これまで紹介してきたのは、スマホやパソコンを使いこなせず、サービスから取り残される人たちの困りごとだ。

一方で、寄せられた声を見ていくと、別の問題も浮かび上がる。学校での「1人1台端末」やキャッシュレス決済など、デジタル化が生活の隅々まで広がったからこその戸惑いや不安だ。

通信障害や災害などで「使えなくなったらどうするのか」。便利さを享受しながらも、あえてアナログな手段を残しておく必要性を感じている人もいるようだ。

●学校で「1人1台」でも…教員から戸惑い

GIGAスクール構想により、学校現場では児童・生徒が1人1台の端末を使う環境が整備された。一方で、実際に子どもたちと接する教員からは、思わぬ影響を訴える声も上がっている。

「小学校の教員をしてます。1人1台タブレットを支給され、使わないといけなくて現場は大変です。文字を正しく書けない子が増えている気もします。また、タブレットが楽しいからとやり続ける子がいて、引き剥がすのに一苦労。タブレット依存について予測できなかった文科省は、現場の声をもっと聞いてもらいたい」(埼玉県・50代女性)

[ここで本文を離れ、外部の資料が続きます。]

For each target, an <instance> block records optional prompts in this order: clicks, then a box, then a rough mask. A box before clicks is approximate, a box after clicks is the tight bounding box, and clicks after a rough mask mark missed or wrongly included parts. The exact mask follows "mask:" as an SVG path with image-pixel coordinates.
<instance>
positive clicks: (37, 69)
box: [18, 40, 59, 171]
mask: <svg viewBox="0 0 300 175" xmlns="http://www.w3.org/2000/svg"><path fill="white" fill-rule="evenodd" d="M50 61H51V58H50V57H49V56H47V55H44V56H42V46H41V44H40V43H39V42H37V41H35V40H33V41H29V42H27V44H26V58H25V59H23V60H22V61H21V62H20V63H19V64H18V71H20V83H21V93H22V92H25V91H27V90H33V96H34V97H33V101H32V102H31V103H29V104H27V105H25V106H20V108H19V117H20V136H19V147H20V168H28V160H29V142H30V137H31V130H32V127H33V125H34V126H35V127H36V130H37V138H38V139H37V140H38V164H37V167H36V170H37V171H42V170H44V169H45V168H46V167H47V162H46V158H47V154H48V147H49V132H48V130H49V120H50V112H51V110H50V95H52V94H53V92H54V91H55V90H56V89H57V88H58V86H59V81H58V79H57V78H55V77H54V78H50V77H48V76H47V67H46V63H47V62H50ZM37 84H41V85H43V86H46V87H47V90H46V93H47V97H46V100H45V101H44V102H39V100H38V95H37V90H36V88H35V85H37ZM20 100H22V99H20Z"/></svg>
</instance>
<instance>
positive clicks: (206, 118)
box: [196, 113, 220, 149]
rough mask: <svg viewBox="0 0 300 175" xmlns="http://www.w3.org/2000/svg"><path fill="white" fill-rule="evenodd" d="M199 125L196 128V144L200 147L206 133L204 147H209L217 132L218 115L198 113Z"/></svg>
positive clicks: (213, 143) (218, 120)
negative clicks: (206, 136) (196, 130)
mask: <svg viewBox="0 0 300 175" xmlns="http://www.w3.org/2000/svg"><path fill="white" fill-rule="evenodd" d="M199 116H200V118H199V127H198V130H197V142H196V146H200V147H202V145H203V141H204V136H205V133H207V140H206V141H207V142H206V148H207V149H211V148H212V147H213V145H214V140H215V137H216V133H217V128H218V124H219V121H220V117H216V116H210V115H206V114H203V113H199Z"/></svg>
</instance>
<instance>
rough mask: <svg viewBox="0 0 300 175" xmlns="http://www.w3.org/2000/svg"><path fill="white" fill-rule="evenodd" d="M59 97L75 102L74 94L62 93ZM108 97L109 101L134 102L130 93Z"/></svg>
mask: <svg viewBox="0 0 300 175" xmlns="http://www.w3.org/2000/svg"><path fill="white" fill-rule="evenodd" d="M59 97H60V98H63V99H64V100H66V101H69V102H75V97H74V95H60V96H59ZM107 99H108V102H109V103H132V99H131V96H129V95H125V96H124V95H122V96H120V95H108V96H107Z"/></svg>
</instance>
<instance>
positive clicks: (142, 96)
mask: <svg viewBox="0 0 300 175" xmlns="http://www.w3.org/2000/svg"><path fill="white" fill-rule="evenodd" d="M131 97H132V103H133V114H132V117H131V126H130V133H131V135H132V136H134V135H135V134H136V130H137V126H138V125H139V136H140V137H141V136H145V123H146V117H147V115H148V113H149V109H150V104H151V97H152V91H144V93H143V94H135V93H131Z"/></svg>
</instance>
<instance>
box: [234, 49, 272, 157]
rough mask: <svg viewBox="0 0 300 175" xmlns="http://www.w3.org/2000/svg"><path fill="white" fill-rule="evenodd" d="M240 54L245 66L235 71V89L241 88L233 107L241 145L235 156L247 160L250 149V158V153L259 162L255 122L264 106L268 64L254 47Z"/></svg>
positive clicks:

端末を使う機会が増える中、日常生活でのスマホとの付き合い方を心配する声もある。

「歩行者も歩きスマホになり、『通ります』と声かけるとハッとする。優先は命です」(地域・年代・性別不明)

高齢の家族がスマホをめぐる、こんな困りごとも寄せられた。

「高齢の母がスマホを使うのは良いが、通話終了時にスワイプして消さないので何度もリダイヤルしてくるので困る」(大阪府・50代男性)

●「使えなくなったら?」デジタル依存への不安

買い物や支払いまでスマートフォンに集約されていく中、「デジタルだけに頼ること」への不安を訴える声もあった。

「デジタル化で困ったことはないが、太陽フレアが起こったり核戦争が引き起こされたりしてスマホが使えなくなれば、現金をほとんど持ってない人たちはいくら資産があっても何もできなくなるので、アナログ的な方法も大切でしょう」(京都南部・40代男性)

もっと身近な場面でも、決済手段が限られて困ったという体験談が寄せられている。

「初めて行ったお弁当屋さんで会計でカードを出したら、『現金かPayPayのみです』と言われてヒヤっとした」(地域・年代・性別不明)

キャッシュレス化が進んでも、どこでも同じ決済手段が使えるわけではない。スマホやカードだけでなく、現金も持っておく。そんな「保険」が必要だと感じる人もいるようだ。

●デジタル時代でも「アナログ」は消えない

一方、社会全体がデジタル化しても、仕事や生活の現場では、昔ながらの方法がまだ現役だ。

「いまだに『ファックスくれ』って言うクライアントがいる。『あんたのとこファックスないの?会社やのに?』と言われます」(地域・年代・性別不明)

複数の決済手段を使い分けているという人もいる。

「スマホでできることが増えて楽になった。しかし、店によって使えないペイがあり、困るときがあるので、結局カード決済や現金払いを選ぶことがある」(福岡市博多区・60代女性)

デジタルかアナログか・・・その二者択一ではなく、いざというときの「逃げ道」として、複数の手段を残しておく。寄せられた体験談からは、そんなデジタル社会との付き合い方も見えてくる。